Two specific symptom clusters were reported commonly by participants with 22q11 deletion syndrome. Rapid emotional lability, characterised by frequent, angry outbursts, was a common and intrusive symptom present in 9 out of 25 participants with 22q11 deletion syndrome (36%); 12 out of 25 participants with the syndrome (48%) reported psychosis-like phenomena (corresponding to specific definitions within the CAPA glossary). These were generally of short duration and not perceived as being highly distressing or intrusive. Phenomena were diverse. Examples of delusional thinking included ungrounded fears of being targeted by the police and being watched through closed-circuit television. Examples of perceptual disturbances included auditory (voices talking about the individual, although not necessarily in derogatory terms) and visual hallucinations, in two cases associated with religious imagery and superstitious beliefs not shared by family members. Other abnormal experiences included passivity phenomena, depersonalisation and thought broadcast.
Schizotypy
A total of 21 out of 25 participants from the 22q11 deletion syndrome group
received at least one positive rating on the schizotypy scale, whereas only 3
out of 25 control participants received any positive ratings. Mean schizotypy
scores (out of 9) were 2.8 for 22q11 deletion syndrome participants (s.d.=2.0)

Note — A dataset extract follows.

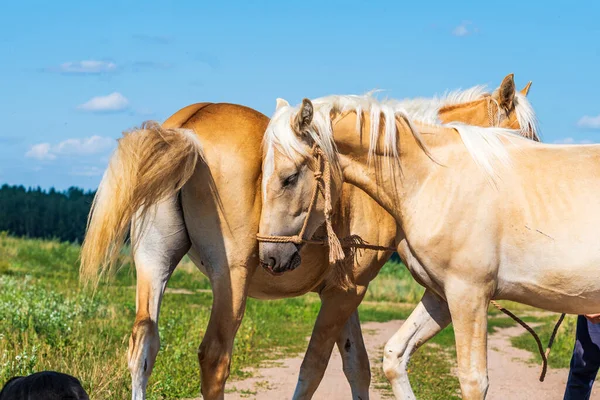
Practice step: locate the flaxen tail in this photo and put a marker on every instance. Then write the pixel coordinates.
(149, 164)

and 0.2 for control subjects (s.d.=0.5) (data not normally distributed,
Mann-Whitney U=59, P<0.0001). To assess the validity of
these schizotypy scores derived from CAPA items, correlations between scores
on the Junior Schizotypy Schedule questionnaire and on the interview-derived
scale were examined. Correlations between scores, for the 22q11 deletion
syndrome and comparison populations combined (Spearman's =0.34,
P=0.052) and the 22q11 deletion syndrome group alone (Spearman's
=0.55, P=0.004), confirmed the validity of interview-derived
schizotypy ratings.
Premorbid adjustment
Social-occupational functioning was found to be markedly impaired in
participants with 22q11 deletion syndrome relative to comparison participants
(displayed in Table 3), with
higher scores on all premorbid adjustment sub-scales except scholastic
adaptation. The majority of participants with the syndrome reported
impoverished social interactions and peer relationships, associated with lack
of interest in or tolerance of others, perceived lack of skill in social
situations or rejection by peers. Relative to comparison participants, they
also participated far less frequently in organised social activities, such as
attending youth clubs or taking part in hobbies. They usually preferred
solitary activities, which in some individuals were pursued in an obsessive
manner.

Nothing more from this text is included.